Being a student (and not exactly a “model” student either) I know personally several people who have dropped out of school. I can list off all their reasons in quotes, most of them are along the lines of “I can’t take such and such teacher’s bullshit anymore”, “It’s stupid, I can just get my GED and get on with my life” and a slew of apathetic grunts and gibberish.

I look at the “teacher bullshit” and think why does this teacher ride your ass? Because they act out, and I know they do. But why do they act out? Why does any student act out? It’s not for attention alone. Teachers say “they aren’t being challenged enough” or “they’re being challenged too much” because when a student has a problem it’s by default an error with the student, right?

I speak from personal experience that students act out because they are bored.

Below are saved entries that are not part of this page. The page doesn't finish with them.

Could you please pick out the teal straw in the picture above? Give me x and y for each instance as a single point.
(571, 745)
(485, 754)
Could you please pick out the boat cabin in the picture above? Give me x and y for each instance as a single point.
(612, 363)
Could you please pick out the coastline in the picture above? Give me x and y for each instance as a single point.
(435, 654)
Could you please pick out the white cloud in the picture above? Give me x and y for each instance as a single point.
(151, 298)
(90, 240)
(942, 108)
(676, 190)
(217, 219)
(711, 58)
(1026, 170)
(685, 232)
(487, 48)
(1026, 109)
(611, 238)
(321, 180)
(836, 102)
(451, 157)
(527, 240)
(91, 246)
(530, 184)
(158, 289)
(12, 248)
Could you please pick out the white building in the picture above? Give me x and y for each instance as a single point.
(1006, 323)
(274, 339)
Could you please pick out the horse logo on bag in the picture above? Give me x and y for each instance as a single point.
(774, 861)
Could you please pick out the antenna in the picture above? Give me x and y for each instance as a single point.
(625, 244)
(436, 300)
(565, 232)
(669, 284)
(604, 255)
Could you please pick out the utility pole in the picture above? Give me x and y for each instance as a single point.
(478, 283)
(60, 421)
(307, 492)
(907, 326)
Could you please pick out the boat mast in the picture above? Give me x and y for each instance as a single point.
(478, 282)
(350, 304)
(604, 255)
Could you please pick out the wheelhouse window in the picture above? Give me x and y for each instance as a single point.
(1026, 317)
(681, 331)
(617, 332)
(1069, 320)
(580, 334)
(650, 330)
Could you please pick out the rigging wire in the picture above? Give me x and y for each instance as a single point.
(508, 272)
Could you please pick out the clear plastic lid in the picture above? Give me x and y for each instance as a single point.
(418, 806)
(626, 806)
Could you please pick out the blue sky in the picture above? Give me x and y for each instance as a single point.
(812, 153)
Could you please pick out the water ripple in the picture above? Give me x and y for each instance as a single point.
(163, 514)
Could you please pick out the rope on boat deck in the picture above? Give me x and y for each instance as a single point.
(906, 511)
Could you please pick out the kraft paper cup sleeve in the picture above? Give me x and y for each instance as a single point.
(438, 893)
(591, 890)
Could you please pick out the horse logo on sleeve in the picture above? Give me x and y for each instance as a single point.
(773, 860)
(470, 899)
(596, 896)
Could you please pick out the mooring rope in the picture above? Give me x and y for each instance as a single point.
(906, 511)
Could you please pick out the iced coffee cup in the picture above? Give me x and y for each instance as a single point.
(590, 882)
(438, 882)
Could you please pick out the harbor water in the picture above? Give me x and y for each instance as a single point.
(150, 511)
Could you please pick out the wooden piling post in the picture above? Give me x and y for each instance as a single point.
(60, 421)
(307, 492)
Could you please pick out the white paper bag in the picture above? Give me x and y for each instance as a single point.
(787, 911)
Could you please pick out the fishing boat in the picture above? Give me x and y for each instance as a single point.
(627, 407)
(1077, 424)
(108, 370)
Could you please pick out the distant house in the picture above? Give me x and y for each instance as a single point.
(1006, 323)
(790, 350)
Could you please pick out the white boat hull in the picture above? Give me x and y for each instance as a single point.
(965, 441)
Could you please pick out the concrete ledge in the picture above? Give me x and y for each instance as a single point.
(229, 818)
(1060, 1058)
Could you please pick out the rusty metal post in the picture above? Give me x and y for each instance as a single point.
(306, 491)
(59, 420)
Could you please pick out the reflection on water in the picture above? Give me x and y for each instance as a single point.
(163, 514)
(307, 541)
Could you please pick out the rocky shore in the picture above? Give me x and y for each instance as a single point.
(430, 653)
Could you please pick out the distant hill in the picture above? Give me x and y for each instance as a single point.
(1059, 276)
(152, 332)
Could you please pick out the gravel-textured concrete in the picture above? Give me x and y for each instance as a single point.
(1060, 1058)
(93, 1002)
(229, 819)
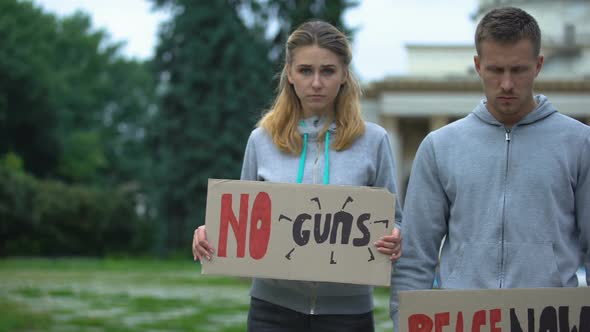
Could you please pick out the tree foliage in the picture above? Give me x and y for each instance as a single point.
(215, 82)
(65, 90)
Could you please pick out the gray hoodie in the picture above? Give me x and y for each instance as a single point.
(514, 205)
(368, 162)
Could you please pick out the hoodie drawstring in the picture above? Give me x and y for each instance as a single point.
(326, 159)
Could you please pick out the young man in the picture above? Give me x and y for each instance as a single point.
(508, 186)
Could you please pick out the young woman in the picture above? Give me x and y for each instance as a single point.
(314, 133)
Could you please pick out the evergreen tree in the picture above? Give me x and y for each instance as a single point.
(215, 79)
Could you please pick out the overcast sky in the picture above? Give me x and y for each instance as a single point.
(384, 26)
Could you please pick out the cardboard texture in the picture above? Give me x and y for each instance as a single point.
(298, 232)
(497, 310)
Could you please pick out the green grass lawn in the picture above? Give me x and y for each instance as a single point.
(127, 295)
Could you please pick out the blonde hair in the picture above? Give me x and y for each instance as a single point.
(282, 119)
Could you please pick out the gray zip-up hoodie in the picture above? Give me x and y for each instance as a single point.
(368, 162)
(514, 205)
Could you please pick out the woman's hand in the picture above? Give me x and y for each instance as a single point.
(391, 245)
(201, 247)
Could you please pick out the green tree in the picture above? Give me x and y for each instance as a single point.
(28, 120)
(71, 106)
(215, 81)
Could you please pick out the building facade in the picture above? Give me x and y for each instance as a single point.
(442, 85)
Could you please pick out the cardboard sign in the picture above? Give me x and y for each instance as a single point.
(298, 232)
(496, 310)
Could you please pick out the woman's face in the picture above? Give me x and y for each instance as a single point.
(317, 75)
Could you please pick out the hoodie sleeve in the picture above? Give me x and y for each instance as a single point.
(250, 165)
(386, 173)
(582, 197)
(426, 211)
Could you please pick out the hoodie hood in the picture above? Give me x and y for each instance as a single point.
(543, 110)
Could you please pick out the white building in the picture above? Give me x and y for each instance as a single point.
(443, 86)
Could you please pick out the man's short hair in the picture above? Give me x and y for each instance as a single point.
(508, 25)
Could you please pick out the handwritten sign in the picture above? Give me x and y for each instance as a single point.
(497, 310)
(298, 232)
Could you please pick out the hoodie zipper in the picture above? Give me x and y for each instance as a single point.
(508, 138)
(313, 296)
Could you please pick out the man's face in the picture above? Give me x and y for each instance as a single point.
(508, 72)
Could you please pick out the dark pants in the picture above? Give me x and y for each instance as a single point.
(267, 317)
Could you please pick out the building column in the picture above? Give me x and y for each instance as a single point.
(391, 125)
(438, 121)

The subjects taught in school are indeed essential but they are presented in an out-of-date style of teaching called ‘assembly line teaching’ where through book assignments, work sheets, tests and quotas attempting to get students to fit a mold. Some schools have abandoned this but LHS still follows the assembly line teaching method. This can be traced back to the “I can just get my GED and get on with my life” as well. Students are bored to the point of frustration leading them to not daring risk going to collage for another four years of even more difficult boredom. So they drop out and get their GED or so they say, and end up bumming through their later teens vandalizing stealing and shooting up.

I know this because I can list at least seven people I know personally who have or will follow this path (of course I won’t for their sake). And I can say through personal experience that the only classes I act out in are classes where a “quota” is the guideline and bookwork and assembly line teaching is in effect. And once you start acting out it’s difficult to stop and gets worse and worse (I also know from personal experience).

This generation… MY generation is worlds different from the last, if the school board wants to lower dropout rates, teenage crime, and delinquent activities in schools, they need to drop the assembly line teaching style and adapt to the change in generations. Teachers should discuss material in depth with their students, interact with their class and communicate lessons in a way that a young mind can easily absorb and understand. If teachers taught more and instructed less, school wouldn’t be something to dread every day, students would skip less, and drop out less (though it’ll never really stop 100%).

My own personal experience as a student and as an aspiring psychologist has brought me to this conclusion. This isn’t an opinion, this is a fact, and I’m ready to prove it.